Dunia pendidikan kita kembali dihantam badai yang memilukan melalui tragedi yang terjadi di Pati. Kasus dugaan pencabulan massal terhadap puluhan santriwati bukan sekadar deretan angka dalam berita kriminal, melainkan potret runtuhnya sebuah amanah yang sangat mendasar.
Ironi paling pahit muncul ketika sosok yang seharusnya menjadi kompas moral dan pelindung spiritual justru berubah menjadi predator bagi jiwa-jiwa muda yang dititipkan kepadanya.
Bagi orang tua, pesantren adalah pelabuhan harapan tempat nilai-nilai agama dan akhlak diharapkan tumbuh subur, namun ketika kenyataan berbalik menjadi mimpi buruk, muncul kegelisahan kolektif yang menyesakkan dada mengenai ke mana lagi mereka harus menitipkan masa depan anak-anak mereka.
Kejahatan yang dibalut label agama sering kali tumbuh subur dalam dinding eksklusivitas yang tertutup dari pengawasan luar. Di sinilah penyalahgunaan relasi kuasa bekerja dengan sangat keji, di mana doktrin ketaatan mutlak disalahgunakan untuk membungkam keberanian korban.
Ketika seorang guru dianggap sebagai representasi kebenaran tunggal, anak-anak menjadi sangat rentan karena mereka tidak dibekali pemahaman bahwa kedaulatan atas tubuh mereka jauh lebih penting daripada kepatuhan yang membuta.
Fenomena ini membuktikan bahwa sistem pengawasan mandiri yang selama ini dijalankan oleh lembaga pendidikan berasrama sudah tidak lagi efektif dan bahkan cenderung berbahaya jika terus dibiarkan tanpa intervensi.
Sudah saatnya kita mengakhiri era di mana institusi pendidikan bisa beroperasi seperti negara kecil yang tak tersentuh hukum dan audit eksternal. Label agama tidak boleh lagi menjadi “paspor” untuk menghindari transparansi.
Negara, melalui kementerian terkait, harus hadir dengan regulasi yang jauh lebih agresif, mulai dari akreditasi keamanan anak yang ketat hingga inspeksi rutin yang melibatkan psikolog independen.
Penegakan hukum pun tidak boleh ragu untuk menerapkan sanksi maksimal, termasuk pencabutan izin operasional secara permanen bagi lembaga yang gagal melindungi santrinya.

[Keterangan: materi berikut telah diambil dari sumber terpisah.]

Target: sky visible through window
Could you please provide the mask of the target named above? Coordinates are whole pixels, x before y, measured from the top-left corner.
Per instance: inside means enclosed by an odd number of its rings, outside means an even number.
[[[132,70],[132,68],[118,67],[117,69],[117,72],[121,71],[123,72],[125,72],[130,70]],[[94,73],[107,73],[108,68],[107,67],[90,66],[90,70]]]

Hal ini penting untuk memberikan efek jera sekaligus membersihkan marwah institusi pendidikan agama dari noda yang ditinggalkan oleh oknum-oknum tidak bertanggung jawab.

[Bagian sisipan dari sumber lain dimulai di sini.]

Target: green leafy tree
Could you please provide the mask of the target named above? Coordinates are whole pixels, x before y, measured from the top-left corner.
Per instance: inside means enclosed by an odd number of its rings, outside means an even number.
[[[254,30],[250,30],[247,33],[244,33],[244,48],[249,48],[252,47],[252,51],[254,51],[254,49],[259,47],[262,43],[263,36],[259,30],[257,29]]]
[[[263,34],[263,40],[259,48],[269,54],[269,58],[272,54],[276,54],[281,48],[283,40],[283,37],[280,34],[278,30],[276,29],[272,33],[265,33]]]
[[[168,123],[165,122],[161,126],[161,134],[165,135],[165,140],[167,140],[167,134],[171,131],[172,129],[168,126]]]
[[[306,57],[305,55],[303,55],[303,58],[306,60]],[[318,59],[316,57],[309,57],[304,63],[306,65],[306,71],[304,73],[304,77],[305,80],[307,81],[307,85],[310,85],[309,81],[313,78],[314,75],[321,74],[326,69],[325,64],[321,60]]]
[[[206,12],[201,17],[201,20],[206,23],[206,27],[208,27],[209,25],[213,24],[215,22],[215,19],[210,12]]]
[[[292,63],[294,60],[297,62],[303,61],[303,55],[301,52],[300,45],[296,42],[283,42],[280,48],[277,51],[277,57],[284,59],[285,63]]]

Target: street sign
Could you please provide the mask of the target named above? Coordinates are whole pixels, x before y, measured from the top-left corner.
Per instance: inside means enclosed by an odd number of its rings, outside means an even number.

Bagi masyarakat dan orang tua, tragedi ini menjadi alarm keras untuk mengubah pola asuh menjadi lebih kritis dan terbuka. Menitipkan anak di lembaga pendidikan bukan berarti melepaskan tanggung jawab pengawasan sepenuhnya.
Penting bagi kita untuk membangun komunikasi yang jujur dengan anak, menanamkan literasi bahwa tidak ada satu pun alasan spiritual yang bisa membenarkan pelanggaran fisik.
Kita harus menyadari bahwa melaporkan kejanggalan bukanlah bentuk pengkhianatan terhadap agama, melainkan upaya untuk memuliakan agama itu sendiri.
Hanya dengan keberanian untuk membedah borok yang ada, kita dapat memastikan bahwa pesantren benar-benar kembali ke fitrahnya sebagai tempat yang aman, suci, dan bermartabat bagi generasi penerus bangsa.